He does in short order in what will become the single weirdest, most discomforting and most unbelievable element of a movie that almost seems to go out of its way to be all of three of those things in an assortment of ways. Eli goes out on the town and flirts with a young woman named Hayley (Ariel Winter). The two seem to know each other, but it turns out that she's a sex worker. He brings her back to his place, and in the morning, Eli discovers that his wallet is missing. Immediately blaming Hayley, the guy starts to strangle her, until she drops her purse and he finds his wallet in it.

With that act, two plot threads are essentially resolved, or they are theoretically, at least. Is Eli like his father? Obviously, he is, since he nearly kills this woman with relatively minimal prompting. Is this the end of Hayley's character in the movie? Well, it probably should be, except that Jay decides, for reasons that are completely alien to basic story logic and even this movie's own, his tale of a killer-in-the-making needs a romantic subplot.

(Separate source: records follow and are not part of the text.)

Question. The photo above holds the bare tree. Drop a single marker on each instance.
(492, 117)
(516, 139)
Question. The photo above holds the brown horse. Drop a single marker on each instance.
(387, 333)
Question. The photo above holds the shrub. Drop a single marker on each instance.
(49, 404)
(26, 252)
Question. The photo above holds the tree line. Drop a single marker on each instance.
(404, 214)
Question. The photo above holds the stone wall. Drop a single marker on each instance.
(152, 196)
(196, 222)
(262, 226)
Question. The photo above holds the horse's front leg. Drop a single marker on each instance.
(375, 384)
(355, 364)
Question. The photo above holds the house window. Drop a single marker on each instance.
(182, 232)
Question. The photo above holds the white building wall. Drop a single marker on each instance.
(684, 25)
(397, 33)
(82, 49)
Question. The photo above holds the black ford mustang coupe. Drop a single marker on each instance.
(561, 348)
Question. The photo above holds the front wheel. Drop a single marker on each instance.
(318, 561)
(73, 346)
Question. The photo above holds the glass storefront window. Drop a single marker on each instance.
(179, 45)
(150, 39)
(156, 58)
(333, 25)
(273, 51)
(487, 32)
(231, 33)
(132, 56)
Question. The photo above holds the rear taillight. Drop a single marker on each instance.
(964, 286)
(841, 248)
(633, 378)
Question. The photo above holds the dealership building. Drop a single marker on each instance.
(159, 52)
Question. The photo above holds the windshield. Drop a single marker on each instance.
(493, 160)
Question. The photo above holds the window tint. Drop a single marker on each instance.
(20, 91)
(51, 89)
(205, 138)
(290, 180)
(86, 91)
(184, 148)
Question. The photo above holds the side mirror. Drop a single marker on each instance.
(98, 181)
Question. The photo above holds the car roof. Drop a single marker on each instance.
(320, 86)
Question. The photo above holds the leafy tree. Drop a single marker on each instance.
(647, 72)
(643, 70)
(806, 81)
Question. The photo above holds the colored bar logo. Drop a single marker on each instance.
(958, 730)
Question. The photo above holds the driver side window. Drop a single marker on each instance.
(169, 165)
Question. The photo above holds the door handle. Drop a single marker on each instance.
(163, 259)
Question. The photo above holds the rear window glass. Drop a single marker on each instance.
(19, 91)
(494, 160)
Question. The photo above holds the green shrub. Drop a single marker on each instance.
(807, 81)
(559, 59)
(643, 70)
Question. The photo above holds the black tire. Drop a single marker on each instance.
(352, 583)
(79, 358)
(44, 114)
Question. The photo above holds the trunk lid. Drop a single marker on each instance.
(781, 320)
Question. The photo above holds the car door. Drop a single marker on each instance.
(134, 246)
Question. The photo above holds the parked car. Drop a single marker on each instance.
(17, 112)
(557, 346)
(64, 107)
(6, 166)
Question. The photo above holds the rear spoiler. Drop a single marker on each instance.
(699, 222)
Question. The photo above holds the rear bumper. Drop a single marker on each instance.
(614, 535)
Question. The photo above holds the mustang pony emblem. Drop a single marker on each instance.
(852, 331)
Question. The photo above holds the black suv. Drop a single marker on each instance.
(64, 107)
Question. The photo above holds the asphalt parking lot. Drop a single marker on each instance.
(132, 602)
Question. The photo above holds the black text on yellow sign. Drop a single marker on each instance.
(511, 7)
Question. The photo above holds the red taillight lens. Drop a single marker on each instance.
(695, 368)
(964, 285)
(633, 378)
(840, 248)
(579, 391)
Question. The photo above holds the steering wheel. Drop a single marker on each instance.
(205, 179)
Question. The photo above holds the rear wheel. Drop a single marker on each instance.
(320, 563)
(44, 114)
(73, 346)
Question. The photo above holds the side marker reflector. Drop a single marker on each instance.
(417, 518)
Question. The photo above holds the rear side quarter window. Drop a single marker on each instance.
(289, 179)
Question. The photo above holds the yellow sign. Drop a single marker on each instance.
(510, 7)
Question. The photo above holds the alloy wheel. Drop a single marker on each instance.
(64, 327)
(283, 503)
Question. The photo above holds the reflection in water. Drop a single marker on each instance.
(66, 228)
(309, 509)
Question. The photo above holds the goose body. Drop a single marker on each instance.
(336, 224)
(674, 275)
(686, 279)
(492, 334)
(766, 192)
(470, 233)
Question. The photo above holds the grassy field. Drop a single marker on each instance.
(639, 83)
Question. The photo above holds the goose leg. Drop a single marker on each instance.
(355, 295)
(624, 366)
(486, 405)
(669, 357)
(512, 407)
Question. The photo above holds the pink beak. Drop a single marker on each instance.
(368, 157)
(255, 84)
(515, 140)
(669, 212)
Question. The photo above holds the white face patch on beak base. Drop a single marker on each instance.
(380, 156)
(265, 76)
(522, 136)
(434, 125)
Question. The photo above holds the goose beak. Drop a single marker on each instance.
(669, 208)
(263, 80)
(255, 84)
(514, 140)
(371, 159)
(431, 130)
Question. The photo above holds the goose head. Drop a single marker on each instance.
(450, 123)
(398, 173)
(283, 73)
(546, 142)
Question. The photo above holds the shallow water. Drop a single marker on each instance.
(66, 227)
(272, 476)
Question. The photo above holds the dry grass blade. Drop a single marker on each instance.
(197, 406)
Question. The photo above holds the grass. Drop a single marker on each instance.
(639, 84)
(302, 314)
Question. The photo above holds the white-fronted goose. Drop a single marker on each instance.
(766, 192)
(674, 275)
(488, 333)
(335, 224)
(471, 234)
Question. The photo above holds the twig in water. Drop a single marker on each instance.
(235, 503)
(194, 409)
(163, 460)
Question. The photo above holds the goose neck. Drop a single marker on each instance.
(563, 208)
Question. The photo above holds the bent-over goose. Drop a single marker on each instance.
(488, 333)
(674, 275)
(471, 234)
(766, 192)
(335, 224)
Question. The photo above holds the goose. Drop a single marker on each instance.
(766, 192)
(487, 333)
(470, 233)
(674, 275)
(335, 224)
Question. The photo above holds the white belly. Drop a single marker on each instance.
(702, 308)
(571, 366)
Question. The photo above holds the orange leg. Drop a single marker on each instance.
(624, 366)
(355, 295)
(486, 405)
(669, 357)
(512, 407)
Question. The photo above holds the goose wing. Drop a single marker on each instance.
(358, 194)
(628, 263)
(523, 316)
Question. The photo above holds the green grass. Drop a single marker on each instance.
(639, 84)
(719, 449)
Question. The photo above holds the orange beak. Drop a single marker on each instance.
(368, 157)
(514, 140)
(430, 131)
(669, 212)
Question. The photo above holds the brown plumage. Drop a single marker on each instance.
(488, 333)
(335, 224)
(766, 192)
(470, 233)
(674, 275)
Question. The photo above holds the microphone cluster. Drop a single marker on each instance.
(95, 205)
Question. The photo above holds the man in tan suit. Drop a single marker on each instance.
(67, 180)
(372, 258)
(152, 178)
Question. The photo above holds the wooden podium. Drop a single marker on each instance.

That's odd enough, but then, there's the way the filmmaker contrives for Hayley to return to the story and to become that romantic partner. Eli sees her again in town and, soon after, saves Hayley from a guy attacking her in an alleyway. He doesn't just rescue her, mind you. He also viciously kills her assailant, so she asks to spend the night at Eli's place and eventually just stays there.

The unintentionally funny thing about the rest of the movie is that Eli genuinely keeps wondering if and fearing that he might become like his father. He continues to do so even after murdering more people, and Jay seems to believe it's a legitimate question for the character and the movie to keep asking until the very end, when even more people are dead by Eli's hands. If almost murdering the woman who somehow becomes his girlfriend wasn't enough of an answer for Eli, the character isn't just a moral vacuum. He's also stupid, which might be a more significant problem for a movie that partly becomes a thriller about the guy trying to get away with all these killings.

The relationship between Eli and Hayley, though, is incredibly off-putting, both in general way and specifically in the way Jay frames it. The two are meant to be sincerely in love, despite what he does to her, that she witnesses one killing, and that she learns about several others as the story progresses. The filmmaker doesn't just do that. He also gives the couple some tender scenes together, with sappy slow-rock music playing on the soundtrack.

The movie's tone is as haphazard as its characterizations and plotting, which is some kind of dementedly notable accomplishment. Like Father, Like Son would easily be a repugnant movie, if not for the ironic saving grace that it seems to be made by people who don't know what they're doing.